Настена еще немного поглядела на Юльку, словно убеждаясь в том, что та настроилась должным образом, потом повернулась к Мишке.
— Поп с Нинеей встречался?
— Да, она его чуть не убила.
— Как он спасся? Знаешь?
— Мне показалось, что это я помешал. Нет, не показалось, Нинея потом сама сказала, что я вовремя встрял.
— Рассказывай подробно, Юля, внемли, у него пока еще воспоминания свежие, потом потускнеют, ничего не поймешь!
Мишка прикрыл глаза, стараясь восстановить не только зрительные образы, но и воспоминания об ощущениях и чувствах, хотелось помочь Юльке, да и самому было интересно. Начал медленно говорить:
— Они встали друг против друга, Нинея рукой вот так сделала… А он за крест взялся…
— Что ты почувствовал? Ведь почувствовал же?

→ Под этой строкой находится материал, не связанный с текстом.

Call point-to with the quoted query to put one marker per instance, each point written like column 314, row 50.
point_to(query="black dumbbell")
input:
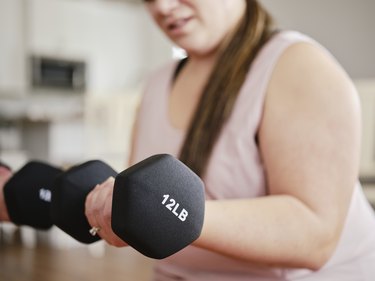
column 158, row 206
column 30, row 191
column 69, row 195
column 27, row 194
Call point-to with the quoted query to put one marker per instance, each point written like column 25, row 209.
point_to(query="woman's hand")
column 5, row 175
column 98, row 210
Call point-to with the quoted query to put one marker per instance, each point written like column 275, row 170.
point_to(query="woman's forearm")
column 274, row 230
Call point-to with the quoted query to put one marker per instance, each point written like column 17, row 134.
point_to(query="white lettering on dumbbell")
column 173, row 206
column 45, row 195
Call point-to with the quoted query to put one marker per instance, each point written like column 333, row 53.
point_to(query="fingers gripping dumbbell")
column 40, row 195
column 158, row 206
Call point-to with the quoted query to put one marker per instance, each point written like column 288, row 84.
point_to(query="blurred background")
column 71, row 74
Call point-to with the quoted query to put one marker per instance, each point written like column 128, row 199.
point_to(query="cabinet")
column 12, row 45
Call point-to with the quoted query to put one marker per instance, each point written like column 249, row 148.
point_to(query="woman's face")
column 198, row 26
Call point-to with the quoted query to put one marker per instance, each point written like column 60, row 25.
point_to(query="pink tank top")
column 235, row 171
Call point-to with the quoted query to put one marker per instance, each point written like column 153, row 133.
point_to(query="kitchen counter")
column 42, row 107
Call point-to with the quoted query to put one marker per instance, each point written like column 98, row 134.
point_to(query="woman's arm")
column 310, row 141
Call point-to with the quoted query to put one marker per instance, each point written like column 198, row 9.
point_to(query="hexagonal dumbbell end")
column 158, row 206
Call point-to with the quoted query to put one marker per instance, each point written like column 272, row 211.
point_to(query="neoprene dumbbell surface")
column 158, row 206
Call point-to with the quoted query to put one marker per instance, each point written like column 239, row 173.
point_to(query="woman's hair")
column 220, row 92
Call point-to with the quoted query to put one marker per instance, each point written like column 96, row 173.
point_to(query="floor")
column 43, row 263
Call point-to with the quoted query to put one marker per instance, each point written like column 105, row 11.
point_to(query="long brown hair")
column 220, row 92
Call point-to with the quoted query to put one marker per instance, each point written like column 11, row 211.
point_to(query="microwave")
column 57, row 73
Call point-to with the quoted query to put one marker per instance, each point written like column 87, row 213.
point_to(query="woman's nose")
column 166, row 6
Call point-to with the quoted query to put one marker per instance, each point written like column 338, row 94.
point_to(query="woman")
column 271, row 123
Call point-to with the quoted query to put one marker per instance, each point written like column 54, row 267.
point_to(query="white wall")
column 12, row 60
column 345, row 27
column 113, row 37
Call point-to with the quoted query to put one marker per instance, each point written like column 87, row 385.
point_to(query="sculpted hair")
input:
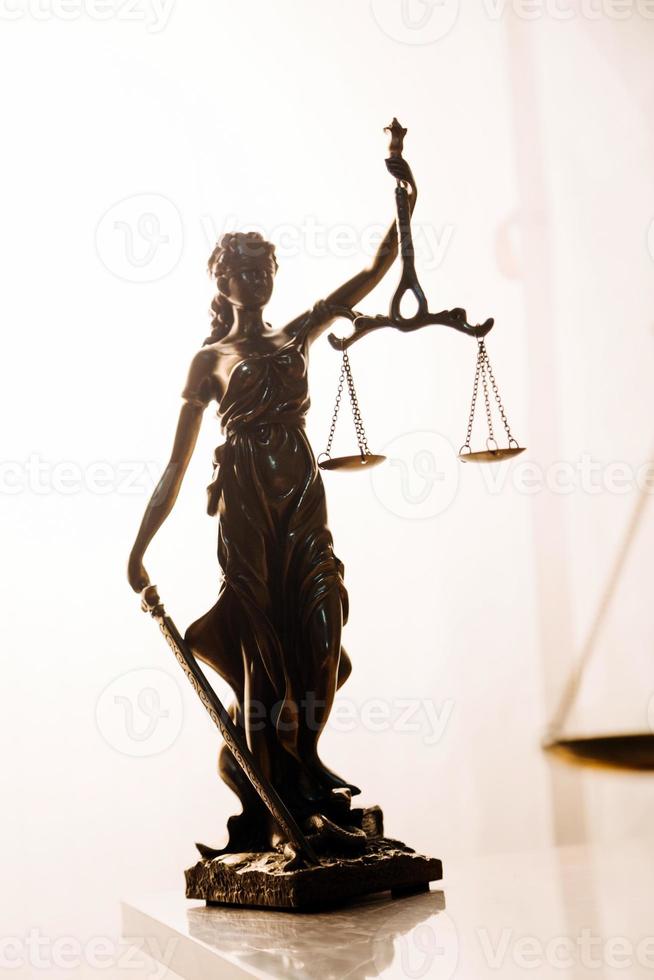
column 234, row 251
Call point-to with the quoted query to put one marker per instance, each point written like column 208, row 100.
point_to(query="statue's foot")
column 327, row 781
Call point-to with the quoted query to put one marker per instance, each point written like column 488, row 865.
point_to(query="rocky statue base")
column 348, row 869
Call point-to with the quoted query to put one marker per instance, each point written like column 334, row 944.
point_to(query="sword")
column 150, row 602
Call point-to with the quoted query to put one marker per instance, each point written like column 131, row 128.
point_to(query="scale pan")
column 491, row 455
column 633, row 752
column 357, row 462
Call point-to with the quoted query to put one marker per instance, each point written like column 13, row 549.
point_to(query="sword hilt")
column 151, row 602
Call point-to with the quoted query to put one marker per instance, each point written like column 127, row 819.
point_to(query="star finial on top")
column 398, row 133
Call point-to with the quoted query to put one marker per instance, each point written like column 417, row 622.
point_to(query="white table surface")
column 567, row 913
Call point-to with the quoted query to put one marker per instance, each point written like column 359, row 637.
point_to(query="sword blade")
column 221, row 718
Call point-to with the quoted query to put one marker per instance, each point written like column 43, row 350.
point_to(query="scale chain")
column 346, row 375
column 473, row 403
column 358, row 421
column 496, row 392
column 489, row 418
column 339, row 394
column 484, row 371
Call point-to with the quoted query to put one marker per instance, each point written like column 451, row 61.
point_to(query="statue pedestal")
column 265, row 881
column 351, row 866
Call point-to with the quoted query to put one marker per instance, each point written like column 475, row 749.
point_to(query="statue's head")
column 244, row 266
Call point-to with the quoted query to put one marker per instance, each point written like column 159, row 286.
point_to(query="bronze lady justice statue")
column 275, row 632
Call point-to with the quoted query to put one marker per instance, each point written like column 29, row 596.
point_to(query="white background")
column 133, row 137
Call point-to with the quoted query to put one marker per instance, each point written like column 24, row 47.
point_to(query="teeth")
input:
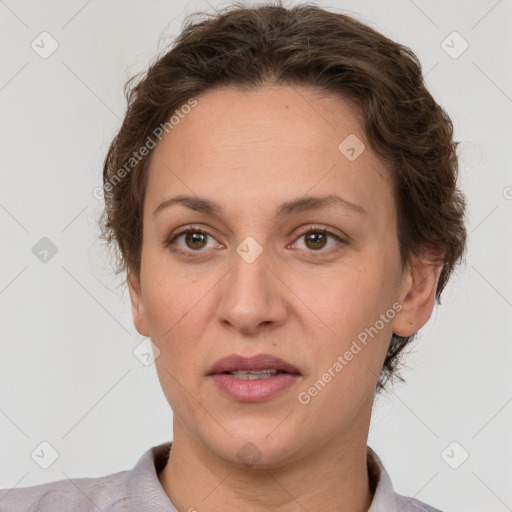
column 253, row 374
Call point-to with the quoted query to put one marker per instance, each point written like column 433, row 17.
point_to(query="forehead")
column 268, row 143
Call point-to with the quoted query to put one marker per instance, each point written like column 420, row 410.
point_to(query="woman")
column 283, row 194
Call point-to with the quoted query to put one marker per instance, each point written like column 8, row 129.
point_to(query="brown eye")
column 315, row 240
column 192, row 240
column 195, row 240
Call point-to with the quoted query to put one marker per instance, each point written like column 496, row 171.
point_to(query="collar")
column 144, row 491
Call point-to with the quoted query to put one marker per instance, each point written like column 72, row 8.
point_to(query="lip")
column 257, row 390
column 236, row 362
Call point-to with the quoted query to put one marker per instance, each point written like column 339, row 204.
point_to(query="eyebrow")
column 300, row 204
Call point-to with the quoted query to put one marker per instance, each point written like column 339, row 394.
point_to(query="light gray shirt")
column 139, row 490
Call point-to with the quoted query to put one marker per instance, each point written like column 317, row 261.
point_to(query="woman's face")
column 277, row 268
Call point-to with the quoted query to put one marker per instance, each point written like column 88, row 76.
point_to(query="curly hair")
column 302, row 45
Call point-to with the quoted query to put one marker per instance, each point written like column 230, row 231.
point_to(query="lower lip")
column 255, row 390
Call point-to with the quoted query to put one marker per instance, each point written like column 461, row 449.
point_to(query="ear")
column 138, row 310
column 418, row 295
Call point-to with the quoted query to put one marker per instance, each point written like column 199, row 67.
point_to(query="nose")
column 253, row 298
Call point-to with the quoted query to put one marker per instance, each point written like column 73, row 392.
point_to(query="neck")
column 333, row 476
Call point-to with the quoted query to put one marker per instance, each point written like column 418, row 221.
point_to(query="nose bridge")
column 250, row 296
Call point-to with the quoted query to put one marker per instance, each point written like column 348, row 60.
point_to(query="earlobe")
column 138, row 308
column 418, row 297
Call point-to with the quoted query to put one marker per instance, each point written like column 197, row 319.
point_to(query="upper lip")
column 236, row 362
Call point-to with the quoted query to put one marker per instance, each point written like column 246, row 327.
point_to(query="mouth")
column 260, row 366
column 253, row 379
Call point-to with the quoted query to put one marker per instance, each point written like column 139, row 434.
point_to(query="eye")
column 191, row 240
column 316, row 239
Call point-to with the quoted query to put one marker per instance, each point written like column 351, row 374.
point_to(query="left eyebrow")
column 300, row 204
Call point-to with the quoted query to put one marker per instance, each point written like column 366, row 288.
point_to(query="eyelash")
column 310, row 253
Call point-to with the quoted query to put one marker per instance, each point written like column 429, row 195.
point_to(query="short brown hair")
column 302, row 45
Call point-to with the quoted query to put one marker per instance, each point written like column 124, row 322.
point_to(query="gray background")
column 69, row 376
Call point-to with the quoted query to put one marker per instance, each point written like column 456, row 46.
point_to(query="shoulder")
column 79, row 495
column 406, row 504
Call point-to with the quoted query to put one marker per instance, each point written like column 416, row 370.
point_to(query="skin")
column 250, row 152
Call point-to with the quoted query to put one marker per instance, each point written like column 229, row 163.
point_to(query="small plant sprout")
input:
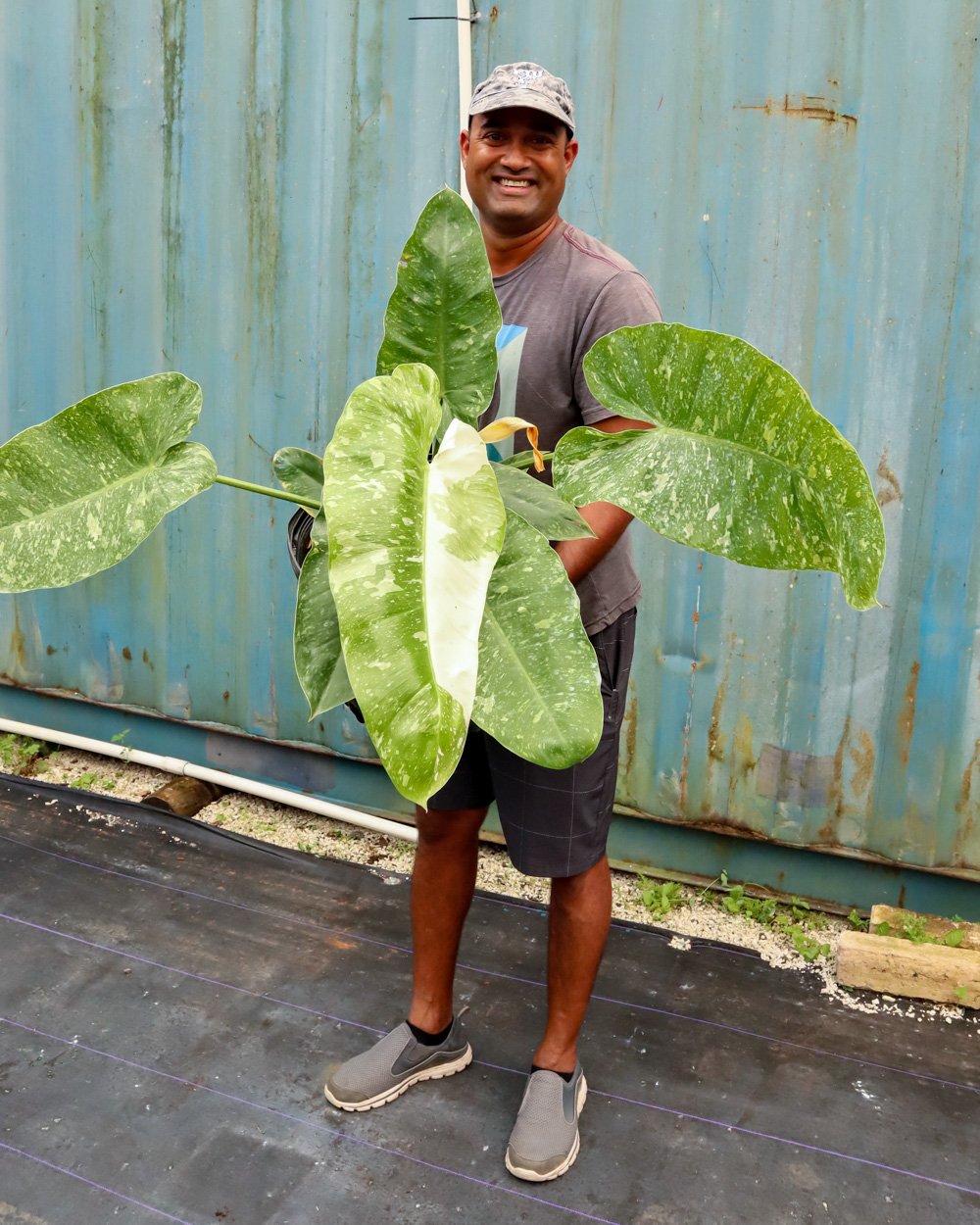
column 662, row 897
column 431, row 592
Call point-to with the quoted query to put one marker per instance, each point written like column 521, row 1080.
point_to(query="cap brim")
column 520, row 98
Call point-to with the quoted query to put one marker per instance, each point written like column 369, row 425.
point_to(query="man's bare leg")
column 577, row 927
column 442, row 882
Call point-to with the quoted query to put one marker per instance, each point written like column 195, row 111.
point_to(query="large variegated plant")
column 431, row 592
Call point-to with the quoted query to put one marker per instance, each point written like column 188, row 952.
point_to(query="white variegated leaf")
column 740, row 464
column 82, row 490
column 412, row 548
column 538, row 691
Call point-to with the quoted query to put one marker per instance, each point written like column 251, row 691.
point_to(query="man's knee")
column 451, row 828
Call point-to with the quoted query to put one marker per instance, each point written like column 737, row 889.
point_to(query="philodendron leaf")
column 539, row 505
column 538, row 690
column 740, row 462
column 299, row 471
column 82, row 490
column 317, row 637
column 412, row 548
column 444, row 312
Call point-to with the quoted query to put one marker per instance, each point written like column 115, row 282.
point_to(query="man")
column 559, row 292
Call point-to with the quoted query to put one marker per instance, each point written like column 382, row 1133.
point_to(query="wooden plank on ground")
column 902, row 968
column 932, row 925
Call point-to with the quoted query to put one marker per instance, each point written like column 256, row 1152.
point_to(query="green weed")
column 19, row 755
column 912, row 927
column 662, row 897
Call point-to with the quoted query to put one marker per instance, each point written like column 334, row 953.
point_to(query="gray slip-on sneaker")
column 544, row 1141
column 392, row 1064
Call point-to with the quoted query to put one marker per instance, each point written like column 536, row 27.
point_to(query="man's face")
column 515, row 163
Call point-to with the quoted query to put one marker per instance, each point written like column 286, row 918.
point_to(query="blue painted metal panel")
column 223, row 187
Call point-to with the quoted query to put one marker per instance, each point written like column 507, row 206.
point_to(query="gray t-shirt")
column 555, row 305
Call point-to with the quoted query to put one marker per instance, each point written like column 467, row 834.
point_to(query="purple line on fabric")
column 509, row 978
column 303, row 1121
column 612, row 1097
column 88, row 1182
column 802, row 1145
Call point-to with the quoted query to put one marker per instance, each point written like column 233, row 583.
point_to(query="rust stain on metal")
column 18, row 642
column 715, row 736
column 863, row 763
column 836, row 798
column 906, row 715
column 965, row 789
column 803, row 107
column 743, row 762
column 891, row 491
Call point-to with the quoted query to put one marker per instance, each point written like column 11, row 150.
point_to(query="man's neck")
column 508, row 253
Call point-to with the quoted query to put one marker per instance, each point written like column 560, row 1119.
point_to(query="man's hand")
column 607, row 520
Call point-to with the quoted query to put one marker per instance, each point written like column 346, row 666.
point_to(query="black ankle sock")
column 425, row 1038
column 564, row 1076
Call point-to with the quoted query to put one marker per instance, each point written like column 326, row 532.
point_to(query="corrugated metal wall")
column 223, row 187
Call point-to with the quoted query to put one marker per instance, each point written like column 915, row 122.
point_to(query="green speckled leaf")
column 82, row 490
column 444, row 312
column 539, row 505
column 740, row 464
column 299, row 471
column 412, row 548
column 538, row 690
column 317, row 637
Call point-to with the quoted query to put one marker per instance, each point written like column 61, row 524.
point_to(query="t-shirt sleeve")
column 625, row 300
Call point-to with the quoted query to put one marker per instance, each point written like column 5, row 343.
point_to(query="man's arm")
column 607, row 520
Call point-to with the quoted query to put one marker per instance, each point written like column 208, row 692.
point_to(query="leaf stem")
column 308, row 503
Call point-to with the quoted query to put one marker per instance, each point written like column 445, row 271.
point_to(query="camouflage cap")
column 524, row 84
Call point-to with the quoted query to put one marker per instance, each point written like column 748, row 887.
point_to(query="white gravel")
column 701, row 917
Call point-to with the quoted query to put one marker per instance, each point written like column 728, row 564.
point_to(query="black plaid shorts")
column 555, row 821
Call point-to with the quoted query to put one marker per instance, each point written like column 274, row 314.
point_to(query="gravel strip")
column 699, row 917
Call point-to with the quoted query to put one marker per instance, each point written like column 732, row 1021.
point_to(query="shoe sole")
column 386, row 1096
column 533, row 1175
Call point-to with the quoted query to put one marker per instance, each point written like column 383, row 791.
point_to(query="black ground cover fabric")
column 172, row 996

— Это словами не объяснить.
— Говори, как получится, Юлька поймет.
— В общем, вместо двух человек, как бы один сделался и это была Нинея… почти. От отца Михаила мало оставалось, но оставалось, я точно знаю. А Нинея что-то приказывала, но не словами, а как-то так, ну как своим телом управляешь.
— Юля?
— Да, мам. Так и было — она повелевала, добивалась полного подчинения, но он чем-то мешал.
— Миня, что он делал?
— Молитвы читал, сначала вслух, потом уже не мог губами шевелить и читал про себя.
— Юля?
— Да, тело ему уже не подчинялось.
— Какие молитвы он читал, помнишь?
— Не слышно было, но, по-моему, "Символ Веры".
— Какие там слова?
— "Верую въ единого Бога Отца, Вседръжителя, Творца небу и земли и видимыимъ и невидимыимъ.
И въ единого Господа Иисуса Христа, Сына Божиа, Единочадааго, от Бога истинна, рождена, а не сътворена, единосущна Отцу, Имже вся быша".
— Хватит! Мама, не чувствует он ничего, для него это только слова, а поп этим спасался. Наверно, дело не в словах а в вере.
— А я тебе что говорю все время? Дураки заклинания заучивают, и ничего не выходит, потому, что дело не в словах! Надо всего себя в нужное состояние привести, хотя бы, как этот поп. Для него каждое слово — не только звук, но и образ, чувство, ощущение. Он весь меняется, когда свои заклинания произносит, другим становится: сильнее, умнее, прозорливее. Ему такое открывается, о чем в другое время он и помыслить не мог, и в себе открывается, и в окружающем мире.
А так, вон Минька: пробубнил по заученному и ни уму, ни сердцу. Надумал бы спасаться такой молитвой и не вышло б ничего. Потому тебе и говорю все время: наговор лечебный, сам по себе, ничего не лечит. Надо, чтобы больной в него поверил всем своим существом, а для этого в наговор лекарь верить должен. И не важно, какие слова ты говоришь, лишь бы они на тебя и на больного нужное действие оказали.
Тут, конечно, все важно: и ритм, и чередование звуков, и смысл слов, тоже — не последнее дело. Только слов ведь много, можно и другие подобрать, лишь бы все остальное не разрушилось. Христиане — дураки, перевели все с чужого языка, ритм утратили, музыку стиха, игру смыслов и намеков. Только такие исступленные, как наш поп, этими молитвами и могут спасаться, а остальные — как Минька: бу-бу-бу, бу-бу-бу, и ничего.
"А она, ведь, права! Сколько переводов выдержал исходный текст? С иудейского на греческий, с греческого на русский. Или не с иудейского? Ну что за наказание: ни хрена толком не знаю! Вроде бы там еще и арамейский язык присутствовал с какого-то боку. И вообще в качестве одного из исходников Библии, кажется, назывался кодекс царя Хаммурапи. А он-то на каком языке был?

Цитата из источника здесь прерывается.